Sama halnya dalam pelaksanaan kewajiban pengangkut untuk
mengangkut penumpang dengan selamat dan sampai tujuan, terdapat kemungkinan
terjadi suatu peristiwa yang menimbulkan kerugian bagi penumpang. Peristiwa ini
dapat terjadi lantaran kesalahan pengangkut baik sengaja maupun lalai ataupun
adanya hal-hal mendesak dan tidak dapat dihindari. Untuk itulah diperlukan
adanya sebuah tanggung jawab yang didalamnya timbul secara langsung maupun
secara tidak langsung karena perlu adanya pembuktian. Sebagai sarana atau alat
dalam membagi sejauh mana tanggung jawab yang harus dipikul oleh pengangkut,
diklasifikasikanlah prinsip tanggung jawab. Menurut Saefullah Wiradipradja yang
dikutip oleh Abdulkadir Muhammad[10],
Prinsip tanggung jawab yang menjadi dasar dalam hukum pengangkutan, yaitu:
- Prinsip tanggung jawab berdasarkan kesalahan (Liability Based On Fault Principle)Dalam prinsip ini setiap pengangkut melakukan kesalahan dalam menyelenggarakan pengangkutan harus bertanggung jawab membayar ganti kerugian yang timbul akibat dari kesalahan itu. Pihak yang menderita kerugian harus membuktikan kesalahan pengangkut itu.
- Prinsip tanggung jawab berdasarkan praduga (Presumption of Liability Principle)Menurut prinsip ini pengangkut dianggap selalu bertanggung jawab atas kerugian yang timbul dari pengangkutan yang diselenggarakannya, tetapi jika pengangkut dapat membuktikan bahwa ia tidak bersalah, maka ia dibebankan dari kewajiban membayar ganti kerugian.
- Prinsip tanggung jawab mutlak (Absolute Liability Principle)Pengangkut harus bertanggung jawab membayar kerugian terhadap kerugian yang timbul dari pengangkutan yang diselenggarakannya tanpa keharusan pembuktian ada tidaknya kesalahan pengangkut. Pengangkut tidak dimungkinkan membebaskan diri dari tanggung jawab dengan alasan apapun.
- Prinsip Praduga Bahwa Pengangkut Selalu Tidak Bertanggung Jawab (Presumption of Non Liability)Dalam prinsip ini pengangkut tidak bertanggung jawab terhadap barang yang dibawa sendiri oleh penumpang pada saat diselenggarakannya pengangkutan. Prinsip ini hanya dapat diterapkan pada bagasi tangan dan beban pembuktian terletak pada penumpang.

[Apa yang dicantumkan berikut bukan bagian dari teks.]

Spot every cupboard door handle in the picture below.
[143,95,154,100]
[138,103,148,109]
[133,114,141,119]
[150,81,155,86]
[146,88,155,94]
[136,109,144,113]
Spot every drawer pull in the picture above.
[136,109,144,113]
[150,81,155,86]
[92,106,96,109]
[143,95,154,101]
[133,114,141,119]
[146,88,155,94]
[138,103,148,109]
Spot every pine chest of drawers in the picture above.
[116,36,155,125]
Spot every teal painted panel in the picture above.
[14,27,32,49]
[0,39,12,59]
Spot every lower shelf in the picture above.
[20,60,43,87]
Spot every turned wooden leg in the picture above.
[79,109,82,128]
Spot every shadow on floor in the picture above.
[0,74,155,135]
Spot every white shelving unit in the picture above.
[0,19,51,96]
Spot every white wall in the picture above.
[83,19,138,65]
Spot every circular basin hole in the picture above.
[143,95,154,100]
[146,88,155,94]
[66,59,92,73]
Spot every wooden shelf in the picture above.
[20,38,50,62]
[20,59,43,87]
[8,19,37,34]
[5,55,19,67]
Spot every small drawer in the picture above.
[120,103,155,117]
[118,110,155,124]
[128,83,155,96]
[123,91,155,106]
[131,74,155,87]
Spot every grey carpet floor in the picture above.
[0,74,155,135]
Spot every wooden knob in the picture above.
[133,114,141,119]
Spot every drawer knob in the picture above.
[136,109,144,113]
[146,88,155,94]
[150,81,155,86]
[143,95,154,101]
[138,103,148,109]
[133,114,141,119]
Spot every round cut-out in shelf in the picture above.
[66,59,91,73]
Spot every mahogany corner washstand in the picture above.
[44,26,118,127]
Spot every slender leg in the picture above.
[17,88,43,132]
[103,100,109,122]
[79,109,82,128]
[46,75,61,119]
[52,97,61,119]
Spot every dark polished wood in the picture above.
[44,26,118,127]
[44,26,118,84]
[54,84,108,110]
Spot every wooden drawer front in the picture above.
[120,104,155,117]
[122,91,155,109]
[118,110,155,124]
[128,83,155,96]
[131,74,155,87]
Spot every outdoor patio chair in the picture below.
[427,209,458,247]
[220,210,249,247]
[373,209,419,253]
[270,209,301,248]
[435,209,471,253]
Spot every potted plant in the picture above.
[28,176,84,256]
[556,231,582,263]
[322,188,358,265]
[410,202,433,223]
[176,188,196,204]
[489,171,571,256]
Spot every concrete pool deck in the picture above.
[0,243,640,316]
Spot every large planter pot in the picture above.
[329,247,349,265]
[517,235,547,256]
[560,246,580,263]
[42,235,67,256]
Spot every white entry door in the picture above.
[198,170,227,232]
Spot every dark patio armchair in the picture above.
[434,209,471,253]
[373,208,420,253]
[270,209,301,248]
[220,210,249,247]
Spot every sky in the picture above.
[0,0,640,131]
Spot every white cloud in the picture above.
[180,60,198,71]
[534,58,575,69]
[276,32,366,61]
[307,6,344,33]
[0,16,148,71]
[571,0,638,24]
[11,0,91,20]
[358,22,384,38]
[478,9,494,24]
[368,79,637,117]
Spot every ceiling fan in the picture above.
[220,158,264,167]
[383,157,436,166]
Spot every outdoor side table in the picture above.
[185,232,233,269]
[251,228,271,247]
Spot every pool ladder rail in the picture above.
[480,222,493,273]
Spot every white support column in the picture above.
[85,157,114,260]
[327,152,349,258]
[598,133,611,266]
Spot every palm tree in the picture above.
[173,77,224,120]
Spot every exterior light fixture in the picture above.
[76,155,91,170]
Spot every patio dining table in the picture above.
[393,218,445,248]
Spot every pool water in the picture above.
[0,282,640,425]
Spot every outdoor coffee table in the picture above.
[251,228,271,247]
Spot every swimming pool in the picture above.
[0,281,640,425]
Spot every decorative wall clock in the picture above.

Undang-Undang No. 22 Tahun 2009
Tentang Angkutan menjelaskan mengenai tanggung jawab pengangkut terhadap
kerugian yang diderita penumpang terklasifikasi dalam dua bagian yaitu:
- Tanggung
jawab atas kerugian yang diderita penumpang dalam keadaan tidak adanya
kecelakaan lalu lintas.
Hal
ini diatur dalam Pasal 188, 189, 191 dan 192.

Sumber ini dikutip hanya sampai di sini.